Quite simply, your body isn’t ready for such a rush, it isn’t used to it, so to try to keep you alive and in homeostasis, it calls in back up, or a familiar friend. Cortisol comes into play, that’s the body’s stress hormone, being sent out to put out the flames and get you back on track. Cortisol is the main glucocorticoid- a steroid homeone made in the adrenal gland- released from the adrenal cortex. The adrenal gland is made up of two parts, the pertinent one here being the adrenal cortex which is divided into three parts. The cortisol is produced by the zona fasciculata layer. The production of this secretion is regulated but therein lies the link between the same butterflies you get when you’re nervous or when you’re in love. The pleasure centres in residence located in the basal ganglia evoke a rapid response elevating your heart rate, making your palms sweaty and the brain overcome with emotion activates the vagus nerve which connects your brain all the way to your stomach. “One of the most consistent findings of stimulating the vagus nerve is a diminished activity of the limbic system (the part of the brain that deals with emotional processing) (Henry et al. 1998; Devous 2001)”2. Nerves or excitement. Same feeling, different reading. Mom’s spaghetti.
An increase in cortisol causes a drop of serotonin. This is a double edged sword as shy people tend to have lower serotonin and if you remember from before, that nervousness was caused by that neurotransmitter/hormone norepinephrine, this increases even more which produces greater anxiety when meeting new people, even greater if it’s your crush.

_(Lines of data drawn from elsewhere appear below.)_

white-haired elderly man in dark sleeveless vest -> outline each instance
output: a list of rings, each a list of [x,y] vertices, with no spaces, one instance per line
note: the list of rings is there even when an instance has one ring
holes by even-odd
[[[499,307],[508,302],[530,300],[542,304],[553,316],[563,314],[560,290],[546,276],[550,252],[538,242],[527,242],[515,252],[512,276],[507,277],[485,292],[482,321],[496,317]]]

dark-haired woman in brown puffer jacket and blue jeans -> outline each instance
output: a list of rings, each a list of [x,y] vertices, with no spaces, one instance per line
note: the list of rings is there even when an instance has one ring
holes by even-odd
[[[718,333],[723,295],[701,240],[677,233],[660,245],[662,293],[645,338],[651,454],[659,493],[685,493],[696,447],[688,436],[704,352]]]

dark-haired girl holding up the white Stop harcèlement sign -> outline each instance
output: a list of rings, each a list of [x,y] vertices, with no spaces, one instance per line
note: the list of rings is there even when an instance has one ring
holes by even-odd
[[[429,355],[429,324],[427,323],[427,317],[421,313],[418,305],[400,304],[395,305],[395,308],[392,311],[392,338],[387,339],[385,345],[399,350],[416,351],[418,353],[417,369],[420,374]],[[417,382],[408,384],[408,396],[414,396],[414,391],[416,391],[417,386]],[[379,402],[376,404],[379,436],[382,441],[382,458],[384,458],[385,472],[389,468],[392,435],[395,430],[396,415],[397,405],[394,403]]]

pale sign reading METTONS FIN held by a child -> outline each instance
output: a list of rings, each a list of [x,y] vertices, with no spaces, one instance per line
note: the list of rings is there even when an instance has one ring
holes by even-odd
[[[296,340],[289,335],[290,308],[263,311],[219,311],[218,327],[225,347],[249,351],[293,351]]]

A 1990 study of Italian students who said they had recently fallen in love found they had serotonin levels 40% lower than their peers. This drop in the hormone serotonin is what is theorised to be behind the long term infatuation behind love as people who suffer from obsessive-compulsive disorder have also been found to have low levels of serotonin. It also regulates appetite and mood.

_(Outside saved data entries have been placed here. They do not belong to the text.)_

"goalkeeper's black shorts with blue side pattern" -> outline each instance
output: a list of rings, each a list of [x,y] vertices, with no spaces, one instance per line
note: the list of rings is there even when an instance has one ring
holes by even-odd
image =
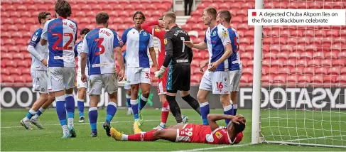
[[[179,91],[190,90],[190,65],[170,66],[167,77],[167,92],[176,93]]]

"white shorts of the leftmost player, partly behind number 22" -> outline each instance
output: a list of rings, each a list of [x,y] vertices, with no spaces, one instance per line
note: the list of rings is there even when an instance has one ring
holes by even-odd
[[[48,74],[45,70],[31,70],[33,78],[33,92],[48,93]]]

And this is your crush. Spelled out in the cocktail of science that simply is overwhelmed by what seeing one person can do to us.
If the impossible happens and your crush actually likes you back, more chemicals get involved, like oxytocin, often known as the ‘cuddle hormone’, also from the hypothalamus. This helps to mediate closeness when you feel comfortable with that person whilst after a while, vasopressin boosts attachment and you form a closer bond, establishing the relationship even further and deeper whilst the cocktail shaker that is your body finds a happy medium of balancing these chemicals. This can take around 1-2 years and when it doesn’t disappear it’s called limerence, causing a change in your brain chemistry but establishing the feeling of love that you just can’t live without.
It’s no wonder we’re addicted, dopamine is said to be like cocaine as that maintains dopamine signalling for a longer period of time, and this is why it makes you feel like you’re going crazy, because the chemical processes of love match up with various mental disorders almost exactly.
But it’s that pure feeling we’re all searching for. That feeling that makes you feel like the planet is turning beneath your feet, like you’re hurtling through the sky with the world at thousands of miles per hour- that feeling is tamed by that special someone who is there to ground you to reality as if time never passed without them.
That’s the love we’re looking for. And the love we’ll be one day blessed enough to find.